Feminist writers have long engaged in critiques of private law. Surrogacy contracts or the “reasonable man” standard in torts, for example, have long been the subjects of thorough feminist analysis and critique. When private law issues touch on more than one jurisdiction, Conflict of Laws is the doctrine that determines which jurisdiction can try the case and—as separate questions—which jurisdiction’s law should apply and under what conditions a foreign judgment can be recognized and enforced. Yet, there are virtually no feminist perspectives on Conflict of Laws (also known as Private International Law). This is still more surprising when one considers that feminist approaches to Public International Law have been developing for over a quarter century.

In this Article, I show that there is a fundamental need to rethink the image of the transnational individual in Conflict of Laws theory and methodology. It is here, I argue, that feminism— specifically relational, often known as cultural, feminism—has an important contribution to make to Conflict of Laws. I develop a relational feminist approach to Conflict of Laws and apply it to a pressing contemporary issue, namely transnational surrogacy arrangements.
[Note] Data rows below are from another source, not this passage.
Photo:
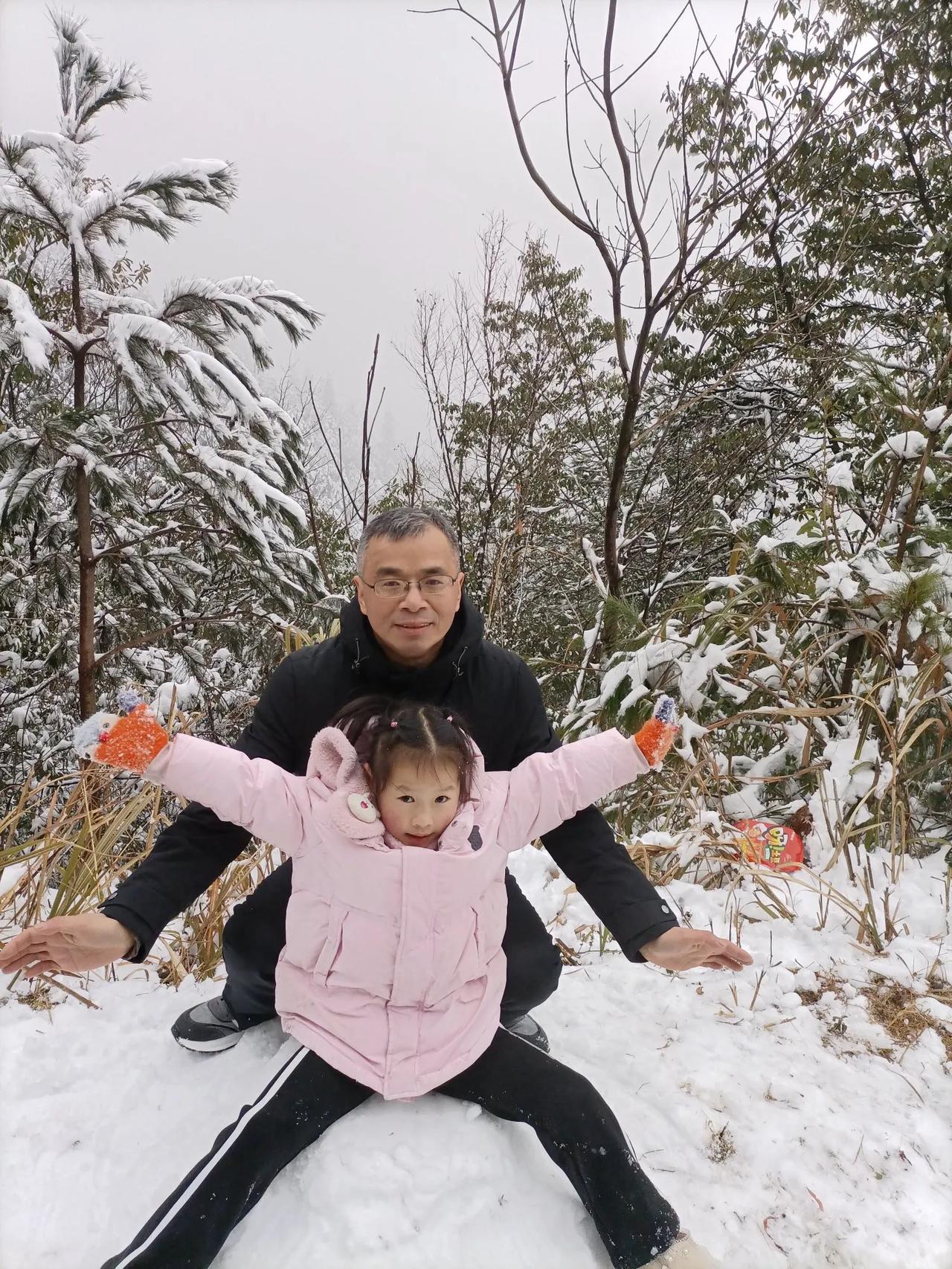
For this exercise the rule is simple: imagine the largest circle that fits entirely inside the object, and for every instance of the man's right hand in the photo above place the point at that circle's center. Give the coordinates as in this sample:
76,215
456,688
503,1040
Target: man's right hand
69,945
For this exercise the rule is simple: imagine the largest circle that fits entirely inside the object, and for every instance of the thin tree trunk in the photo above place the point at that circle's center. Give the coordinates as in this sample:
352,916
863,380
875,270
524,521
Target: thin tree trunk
84,530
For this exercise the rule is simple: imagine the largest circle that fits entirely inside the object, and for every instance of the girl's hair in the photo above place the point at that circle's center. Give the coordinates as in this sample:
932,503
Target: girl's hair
379,727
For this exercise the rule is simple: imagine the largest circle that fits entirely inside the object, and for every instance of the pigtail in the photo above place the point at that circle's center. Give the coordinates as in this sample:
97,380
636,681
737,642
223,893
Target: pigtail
377,726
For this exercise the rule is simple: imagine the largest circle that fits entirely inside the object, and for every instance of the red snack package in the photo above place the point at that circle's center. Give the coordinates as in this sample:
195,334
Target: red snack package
132,742
774,846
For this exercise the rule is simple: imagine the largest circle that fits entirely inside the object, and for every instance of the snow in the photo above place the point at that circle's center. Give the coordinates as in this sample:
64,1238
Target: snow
840,476
842,1157
904,444
835,578
34,339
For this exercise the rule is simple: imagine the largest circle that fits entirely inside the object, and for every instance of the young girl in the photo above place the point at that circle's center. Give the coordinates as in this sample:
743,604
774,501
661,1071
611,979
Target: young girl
393,971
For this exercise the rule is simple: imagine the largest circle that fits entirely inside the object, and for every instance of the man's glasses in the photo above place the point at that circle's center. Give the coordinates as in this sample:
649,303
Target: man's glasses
395,588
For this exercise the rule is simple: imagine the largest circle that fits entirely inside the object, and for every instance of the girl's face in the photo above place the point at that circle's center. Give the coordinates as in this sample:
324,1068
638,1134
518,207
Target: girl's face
420,800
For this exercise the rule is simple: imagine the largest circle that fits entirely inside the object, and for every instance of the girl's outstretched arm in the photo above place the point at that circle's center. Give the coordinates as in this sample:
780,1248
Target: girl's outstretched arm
546,789
253,792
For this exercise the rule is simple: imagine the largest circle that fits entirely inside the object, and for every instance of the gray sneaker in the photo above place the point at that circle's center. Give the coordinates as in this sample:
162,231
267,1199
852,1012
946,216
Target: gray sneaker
528,1029
208,1028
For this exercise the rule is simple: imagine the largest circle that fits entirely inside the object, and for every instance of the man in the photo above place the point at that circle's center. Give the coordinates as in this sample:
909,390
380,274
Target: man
409,632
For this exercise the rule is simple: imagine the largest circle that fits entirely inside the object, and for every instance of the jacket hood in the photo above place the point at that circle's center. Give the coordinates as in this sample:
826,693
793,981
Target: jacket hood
377,673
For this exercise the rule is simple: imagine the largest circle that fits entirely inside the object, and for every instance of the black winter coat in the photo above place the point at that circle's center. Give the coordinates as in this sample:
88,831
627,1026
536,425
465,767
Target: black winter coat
497,695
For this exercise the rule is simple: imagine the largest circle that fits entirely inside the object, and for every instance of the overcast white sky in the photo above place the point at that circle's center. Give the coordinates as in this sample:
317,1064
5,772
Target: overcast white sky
370,142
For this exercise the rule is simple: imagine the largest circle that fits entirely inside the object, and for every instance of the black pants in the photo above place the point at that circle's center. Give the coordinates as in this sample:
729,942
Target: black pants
254,937
512,1079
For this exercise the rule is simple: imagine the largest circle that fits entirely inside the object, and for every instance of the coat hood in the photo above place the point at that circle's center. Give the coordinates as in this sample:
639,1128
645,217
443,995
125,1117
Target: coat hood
377,673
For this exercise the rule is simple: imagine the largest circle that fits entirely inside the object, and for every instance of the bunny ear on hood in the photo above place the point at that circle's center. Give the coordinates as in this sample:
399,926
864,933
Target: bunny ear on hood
333,760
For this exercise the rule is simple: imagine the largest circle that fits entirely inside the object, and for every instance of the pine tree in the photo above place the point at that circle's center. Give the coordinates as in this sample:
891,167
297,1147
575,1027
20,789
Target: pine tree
140,458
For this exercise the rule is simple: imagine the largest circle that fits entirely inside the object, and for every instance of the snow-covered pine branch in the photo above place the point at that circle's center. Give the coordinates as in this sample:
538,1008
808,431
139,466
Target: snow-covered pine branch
134,406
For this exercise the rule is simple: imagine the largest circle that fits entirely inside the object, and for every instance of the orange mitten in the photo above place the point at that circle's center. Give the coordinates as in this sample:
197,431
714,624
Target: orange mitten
129,742
657,735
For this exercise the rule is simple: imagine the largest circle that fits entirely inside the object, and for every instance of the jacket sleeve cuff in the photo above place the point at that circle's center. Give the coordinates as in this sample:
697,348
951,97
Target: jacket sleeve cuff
666,920
144,934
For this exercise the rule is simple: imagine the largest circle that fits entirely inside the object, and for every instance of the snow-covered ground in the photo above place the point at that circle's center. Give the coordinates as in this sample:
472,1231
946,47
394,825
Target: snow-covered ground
781,1134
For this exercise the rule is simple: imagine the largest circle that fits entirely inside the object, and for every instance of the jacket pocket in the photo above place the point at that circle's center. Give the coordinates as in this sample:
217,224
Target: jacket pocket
458,954
330,951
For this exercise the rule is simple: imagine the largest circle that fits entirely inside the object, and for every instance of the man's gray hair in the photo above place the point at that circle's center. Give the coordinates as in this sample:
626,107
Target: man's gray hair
406,522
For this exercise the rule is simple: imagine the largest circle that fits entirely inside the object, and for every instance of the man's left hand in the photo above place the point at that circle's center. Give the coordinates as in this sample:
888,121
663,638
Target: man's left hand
692,949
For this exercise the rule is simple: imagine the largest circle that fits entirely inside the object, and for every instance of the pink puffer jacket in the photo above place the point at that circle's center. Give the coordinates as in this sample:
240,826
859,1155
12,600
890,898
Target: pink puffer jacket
393,970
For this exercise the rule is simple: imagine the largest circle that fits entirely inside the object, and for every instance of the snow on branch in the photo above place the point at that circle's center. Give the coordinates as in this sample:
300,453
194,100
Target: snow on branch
212,312
30,332
88,82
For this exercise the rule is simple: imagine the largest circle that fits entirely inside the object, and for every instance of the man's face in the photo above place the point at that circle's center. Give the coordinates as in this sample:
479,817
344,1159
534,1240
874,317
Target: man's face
411,629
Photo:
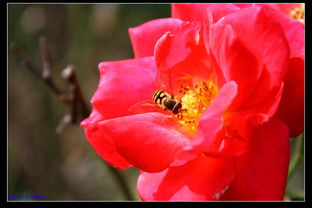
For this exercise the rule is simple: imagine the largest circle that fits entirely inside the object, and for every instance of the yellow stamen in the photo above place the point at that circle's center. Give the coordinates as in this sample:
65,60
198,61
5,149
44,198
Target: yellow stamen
298,13
195,99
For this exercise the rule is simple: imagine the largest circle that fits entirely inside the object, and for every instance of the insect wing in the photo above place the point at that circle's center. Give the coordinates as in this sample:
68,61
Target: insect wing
147,106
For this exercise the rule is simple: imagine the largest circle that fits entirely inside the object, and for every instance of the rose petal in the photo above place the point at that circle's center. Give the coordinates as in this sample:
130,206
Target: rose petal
148,141
293,29
203,178
264,37
122,85
180,56
262,171
145,36
291,108
236,62
211,122
101,142
196,12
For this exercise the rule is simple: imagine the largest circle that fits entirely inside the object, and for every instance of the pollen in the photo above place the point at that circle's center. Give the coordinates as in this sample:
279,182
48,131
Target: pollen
298,13
195,99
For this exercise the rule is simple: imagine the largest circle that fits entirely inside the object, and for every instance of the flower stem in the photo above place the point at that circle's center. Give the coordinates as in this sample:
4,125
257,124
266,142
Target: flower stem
297,156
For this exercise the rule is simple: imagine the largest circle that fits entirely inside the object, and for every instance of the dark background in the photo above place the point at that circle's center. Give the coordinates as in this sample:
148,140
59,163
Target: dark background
64,166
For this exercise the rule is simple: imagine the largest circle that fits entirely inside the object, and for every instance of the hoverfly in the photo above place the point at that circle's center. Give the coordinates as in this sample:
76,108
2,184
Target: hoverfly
162,99
167,101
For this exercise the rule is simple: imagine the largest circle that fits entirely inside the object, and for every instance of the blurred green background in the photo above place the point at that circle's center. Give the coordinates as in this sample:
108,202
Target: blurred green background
64,166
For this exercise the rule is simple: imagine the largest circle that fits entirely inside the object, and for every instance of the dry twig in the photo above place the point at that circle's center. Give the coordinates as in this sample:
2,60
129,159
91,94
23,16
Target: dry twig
74,98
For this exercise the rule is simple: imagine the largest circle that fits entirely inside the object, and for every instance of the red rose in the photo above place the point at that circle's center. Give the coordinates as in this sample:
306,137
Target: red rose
238,73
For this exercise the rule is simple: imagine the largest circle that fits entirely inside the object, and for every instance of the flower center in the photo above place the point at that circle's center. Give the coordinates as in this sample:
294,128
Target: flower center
298,13
194,101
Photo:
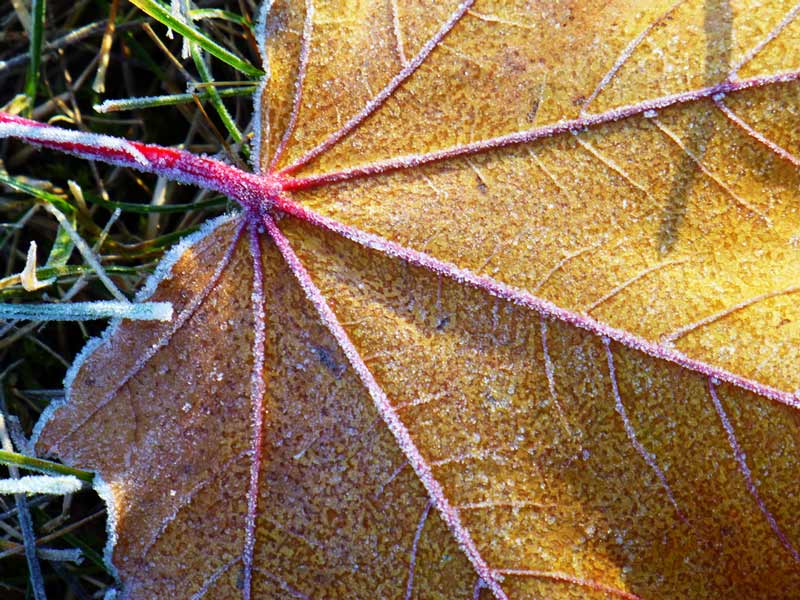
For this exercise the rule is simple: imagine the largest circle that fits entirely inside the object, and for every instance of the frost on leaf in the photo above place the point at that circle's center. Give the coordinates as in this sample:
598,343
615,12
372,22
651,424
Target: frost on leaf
510,311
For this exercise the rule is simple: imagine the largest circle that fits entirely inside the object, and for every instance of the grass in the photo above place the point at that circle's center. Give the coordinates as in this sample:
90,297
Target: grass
98,230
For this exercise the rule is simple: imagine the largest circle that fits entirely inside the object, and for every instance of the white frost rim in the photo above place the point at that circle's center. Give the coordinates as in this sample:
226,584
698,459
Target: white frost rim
162,272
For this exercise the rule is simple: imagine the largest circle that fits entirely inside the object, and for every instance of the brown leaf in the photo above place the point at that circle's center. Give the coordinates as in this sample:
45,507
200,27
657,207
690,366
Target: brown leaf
409,396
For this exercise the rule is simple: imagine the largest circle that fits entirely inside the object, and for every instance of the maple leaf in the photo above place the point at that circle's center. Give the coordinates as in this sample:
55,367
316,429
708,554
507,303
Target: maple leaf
496,319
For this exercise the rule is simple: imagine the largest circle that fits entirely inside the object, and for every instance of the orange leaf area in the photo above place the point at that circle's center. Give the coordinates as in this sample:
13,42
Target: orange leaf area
569,480
520,321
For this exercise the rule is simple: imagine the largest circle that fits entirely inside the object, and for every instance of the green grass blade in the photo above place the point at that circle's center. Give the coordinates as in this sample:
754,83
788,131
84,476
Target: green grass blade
213,94
42,466
168,99
162,14
218,13
37,36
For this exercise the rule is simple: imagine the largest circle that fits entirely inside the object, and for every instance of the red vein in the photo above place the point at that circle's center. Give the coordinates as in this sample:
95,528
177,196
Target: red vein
302,68
213,579
396,426
741,460
488,504
257,391
525,299
632,280
153,349
476,590
187,499
412,561
478,455
710,174
564,578
414,160
378,100
557,267
282,584
686,329
550,372
790,16
248,189
757,135
648,457
626,54
398,33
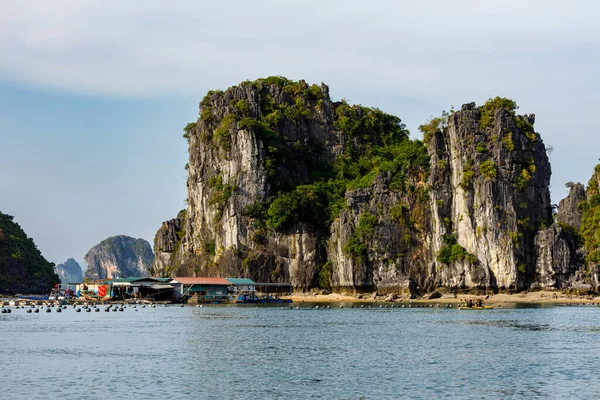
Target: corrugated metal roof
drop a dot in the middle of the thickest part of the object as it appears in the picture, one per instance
(162, 279)
(130, 279)
(241, 281)
(201, 281)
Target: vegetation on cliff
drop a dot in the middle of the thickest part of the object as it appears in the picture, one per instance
(23, 269)
(373, 143)
(285, 184)
(590, 220)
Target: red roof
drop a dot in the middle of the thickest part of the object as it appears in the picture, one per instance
(202, 281)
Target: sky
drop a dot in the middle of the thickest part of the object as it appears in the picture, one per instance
(94, 94)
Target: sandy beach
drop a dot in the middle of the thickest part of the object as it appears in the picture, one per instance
(537, 297)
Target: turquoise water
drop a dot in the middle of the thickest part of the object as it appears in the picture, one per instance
(269, 352)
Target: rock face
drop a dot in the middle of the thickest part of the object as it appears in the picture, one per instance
(568, 211)
(166, 245)
(23, 269)
(490, 190)
(285, 185)
(69, 271)
(119, 256)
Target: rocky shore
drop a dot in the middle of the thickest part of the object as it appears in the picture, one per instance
(542, 297)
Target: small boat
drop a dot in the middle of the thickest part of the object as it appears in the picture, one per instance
(245, 298)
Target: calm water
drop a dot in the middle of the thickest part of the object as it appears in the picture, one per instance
(267, 352)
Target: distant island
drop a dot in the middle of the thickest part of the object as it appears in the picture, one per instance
(287, 186)
(69, 271)
(119, 256)
(23, 269)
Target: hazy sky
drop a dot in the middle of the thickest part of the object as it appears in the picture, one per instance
(94, 94)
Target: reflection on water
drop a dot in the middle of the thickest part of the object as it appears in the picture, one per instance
(274, 352)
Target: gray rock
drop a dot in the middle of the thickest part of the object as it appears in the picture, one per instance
(119, 256)
(69, 271)
(568, 212)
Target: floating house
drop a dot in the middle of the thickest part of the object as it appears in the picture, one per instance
(241, 285)
(201, 290)
(143, 287)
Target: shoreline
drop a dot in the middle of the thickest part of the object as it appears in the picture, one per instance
(538, 297)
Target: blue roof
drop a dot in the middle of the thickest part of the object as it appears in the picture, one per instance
(241, 281)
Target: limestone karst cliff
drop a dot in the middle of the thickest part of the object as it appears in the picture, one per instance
(286, 185)
(69, 271)
(23, 269)
(119, 256)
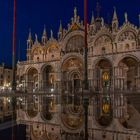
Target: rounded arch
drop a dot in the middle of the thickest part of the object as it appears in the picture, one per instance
(126, 56)
(101, 59)
(129, 69)
(45, 66)
(126, 29)
(30, 68)
(103, 35)
(67, 57)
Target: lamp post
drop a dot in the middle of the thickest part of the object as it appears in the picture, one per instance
(85, 98)
(14, 68)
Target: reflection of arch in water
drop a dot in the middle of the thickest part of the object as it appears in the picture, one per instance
(48, 106)
(48, 76)
(32, 78)
(128, 70)
(32, 106)
(72, 73)
(103, 72)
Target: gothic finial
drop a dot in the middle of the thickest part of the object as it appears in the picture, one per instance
(75, 12)
(115, 14)
(36, 38)
(51, 34)
(44, 31)
(98, 8)
(126, 17)
(102, 22)
(92, 18)
(44, 36)
(29, 40)
(60, 27)
(139, 20)
(30, 35)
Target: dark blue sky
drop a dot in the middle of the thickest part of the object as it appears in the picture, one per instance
(35, 13)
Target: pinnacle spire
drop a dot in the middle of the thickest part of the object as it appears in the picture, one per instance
(126, 17)
(29, 40)
(30, 35)
(92, 19)
(75, 12)
(60, 27)
(44, 31)
(115, 14)
(51, 34)
(44, 36)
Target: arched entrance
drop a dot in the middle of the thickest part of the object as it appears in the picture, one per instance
(72, 76)
(48, 78)
(102, 75)
(32, 78)
(127, 74)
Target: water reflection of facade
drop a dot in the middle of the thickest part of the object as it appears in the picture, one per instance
(56, 67)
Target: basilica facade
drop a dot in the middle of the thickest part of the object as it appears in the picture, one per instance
(53, 74)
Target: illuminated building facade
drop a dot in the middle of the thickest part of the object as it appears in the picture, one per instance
(5, 86)
(52, 78)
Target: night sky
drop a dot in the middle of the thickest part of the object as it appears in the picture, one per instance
(35, 14)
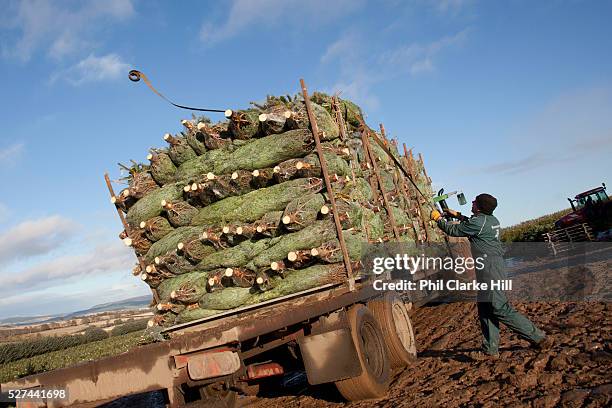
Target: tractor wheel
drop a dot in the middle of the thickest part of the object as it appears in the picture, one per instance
(391, 313)
(373, 382)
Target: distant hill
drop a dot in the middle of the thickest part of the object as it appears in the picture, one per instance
(532, 230)
(126, 304)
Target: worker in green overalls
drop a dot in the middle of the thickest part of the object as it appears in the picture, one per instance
(482, 230)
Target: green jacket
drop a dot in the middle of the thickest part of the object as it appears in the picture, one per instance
(482, 231)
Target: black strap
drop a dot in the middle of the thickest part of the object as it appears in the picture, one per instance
(136, 76)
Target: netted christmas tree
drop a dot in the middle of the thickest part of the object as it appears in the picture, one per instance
(236, 213)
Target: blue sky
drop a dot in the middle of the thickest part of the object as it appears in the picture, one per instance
(512, 98)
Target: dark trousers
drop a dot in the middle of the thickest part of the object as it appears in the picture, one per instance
(498, 311)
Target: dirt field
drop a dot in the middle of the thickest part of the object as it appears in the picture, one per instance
(574, 373)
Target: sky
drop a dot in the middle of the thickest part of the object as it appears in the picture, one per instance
(512, 98)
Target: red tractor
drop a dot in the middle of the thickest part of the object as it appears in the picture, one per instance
(592, 214)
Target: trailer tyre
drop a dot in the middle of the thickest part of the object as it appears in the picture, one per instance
(376, 370)
(392, 315)
(218, 395)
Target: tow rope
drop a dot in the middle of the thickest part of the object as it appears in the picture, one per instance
(136, 76)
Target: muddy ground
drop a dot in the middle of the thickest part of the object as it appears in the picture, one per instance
(576, 372)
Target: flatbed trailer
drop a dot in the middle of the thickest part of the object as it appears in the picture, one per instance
(352, 338)
(345, 333)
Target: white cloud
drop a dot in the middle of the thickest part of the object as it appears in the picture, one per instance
(244, 14)
(93, 69)
(101, 260)
(445, 6)
(362, 67)
(416, 58)
(344, 47)
(35, 237)
(60, 28)
(4, 212)
(10, 154)
(570, 128)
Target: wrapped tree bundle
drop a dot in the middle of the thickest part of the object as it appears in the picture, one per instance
(173, 263)
(237, 256)
(195, 249)
(194, 138)
(179, 150)
(237, 213)
(156, 228)
(302, 211)
(197, 280)
(260, 153)
(326, 124)
(150, 205)
(141, 183)
(252, 206)
(228, 298)
(245, 124)
(162, 167)
(169, 242)
(195, 313)
(179, 213)
(303, 279)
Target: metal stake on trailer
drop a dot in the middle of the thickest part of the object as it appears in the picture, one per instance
(366, 142)
(126, 227)
(402, 185)
(332, 199)
(354, 160)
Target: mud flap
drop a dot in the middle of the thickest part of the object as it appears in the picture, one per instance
(329, 356)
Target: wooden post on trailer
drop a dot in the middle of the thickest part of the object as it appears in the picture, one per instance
(127, 229)
(340, 122)
(354, 160)
(402, 185)
(366, 142)
(328, 186)
(409, 159)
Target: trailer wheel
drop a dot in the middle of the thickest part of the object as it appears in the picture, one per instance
(376, 371)
(218, 395)
(392, 315)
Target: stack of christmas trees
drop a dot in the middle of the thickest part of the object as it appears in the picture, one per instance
(235, 213)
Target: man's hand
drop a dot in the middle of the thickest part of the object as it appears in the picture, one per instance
(435, 215)
(452, 213)
(455, 214)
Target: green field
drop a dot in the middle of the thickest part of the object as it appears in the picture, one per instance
(69, 356)
(532, 230)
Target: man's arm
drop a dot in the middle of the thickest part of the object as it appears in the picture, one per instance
(469, 228)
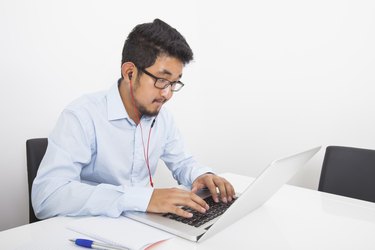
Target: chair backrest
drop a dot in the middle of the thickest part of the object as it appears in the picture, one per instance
(35, 150)
(349, 172)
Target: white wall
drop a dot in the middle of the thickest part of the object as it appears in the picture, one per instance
(270, 78)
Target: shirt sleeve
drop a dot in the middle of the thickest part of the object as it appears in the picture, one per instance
(185, 169)
(58, 188)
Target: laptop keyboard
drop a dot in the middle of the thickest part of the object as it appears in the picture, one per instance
(198, 219)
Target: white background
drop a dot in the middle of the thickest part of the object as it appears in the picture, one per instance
(270, 78)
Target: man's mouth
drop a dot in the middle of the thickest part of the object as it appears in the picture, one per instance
(160, 100)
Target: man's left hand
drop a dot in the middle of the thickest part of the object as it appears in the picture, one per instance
(212, 181)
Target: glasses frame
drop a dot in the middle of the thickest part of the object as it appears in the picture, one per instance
(177, 84)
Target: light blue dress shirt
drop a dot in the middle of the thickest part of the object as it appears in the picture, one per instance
(95, 164)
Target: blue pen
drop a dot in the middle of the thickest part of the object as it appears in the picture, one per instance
(96, 245)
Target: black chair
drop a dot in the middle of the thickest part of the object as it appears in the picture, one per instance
(35, 150)
(349, 172)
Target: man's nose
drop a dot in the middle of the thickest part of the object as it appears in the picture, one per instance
(166, 92)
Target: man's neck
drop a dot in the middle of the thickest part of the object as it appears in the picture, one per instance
(127, 100)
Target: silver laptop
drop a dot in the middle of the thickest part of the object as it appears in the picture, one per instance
(199, 227)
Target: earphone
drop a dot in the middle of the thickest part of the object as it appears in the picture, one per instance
(145, 150)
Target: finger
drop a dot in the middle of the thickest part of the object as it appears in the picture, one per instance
(222, 189)
(199, 203)
(212, 187)
(197, 186)
(180, 212)
(230, 190)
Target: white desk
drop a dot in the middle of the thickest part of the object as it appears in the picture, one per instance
(294, 218)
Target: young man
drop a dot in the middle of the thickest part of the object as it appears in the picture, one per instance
(105, 147)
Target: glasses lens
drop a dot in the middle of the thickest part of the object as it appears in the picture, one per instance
(177, 86)
(162, 83)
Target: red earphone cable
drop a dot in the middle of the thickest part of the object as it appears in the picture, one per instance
(145, 150)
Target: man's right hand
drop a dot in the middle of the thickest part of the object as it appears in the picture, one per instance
(170, 200)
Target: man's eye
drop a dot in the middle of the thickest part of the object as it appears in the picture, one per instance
(163, 81)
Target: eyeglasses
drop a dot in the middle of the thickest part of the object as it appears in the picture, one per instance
(162, 83)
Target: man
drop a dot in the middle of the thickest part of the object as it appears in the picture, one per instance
(105, 147)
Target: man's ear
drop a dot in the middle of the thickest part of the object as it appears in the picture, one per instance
(128, 70)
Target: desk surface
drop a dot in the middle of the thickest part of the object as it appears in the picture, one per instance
(294, 218)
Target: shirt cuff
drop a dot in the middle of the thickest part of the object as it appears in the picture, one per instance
(136, 198)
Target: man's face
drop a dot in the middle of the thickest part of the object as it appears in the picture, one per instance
(148, 98)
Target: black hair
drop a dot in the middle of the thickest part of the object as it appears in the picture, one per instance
(147, 41)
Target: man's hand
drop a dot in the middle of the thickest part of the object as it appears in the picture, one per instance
(169, 200)
(212, 181)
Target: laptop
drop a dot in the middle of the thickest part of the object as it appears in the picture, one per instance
(202, 226)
Overall, this Article shows how relational feminism can illuminate the problems of adopting an atomistic image of the individual in a transnational context, as well as provide an outline for an alternative—a relational theory of the self that redefines autonomy and the law, creating an important shift in how Conflict of Laws perceives its regulatory dimensions. The Article connects three of relational feminism’s core insights—the notion of relational autonomy, the focus on relationships, and relational theories of judging— to Conflict of Laws theory and methodology.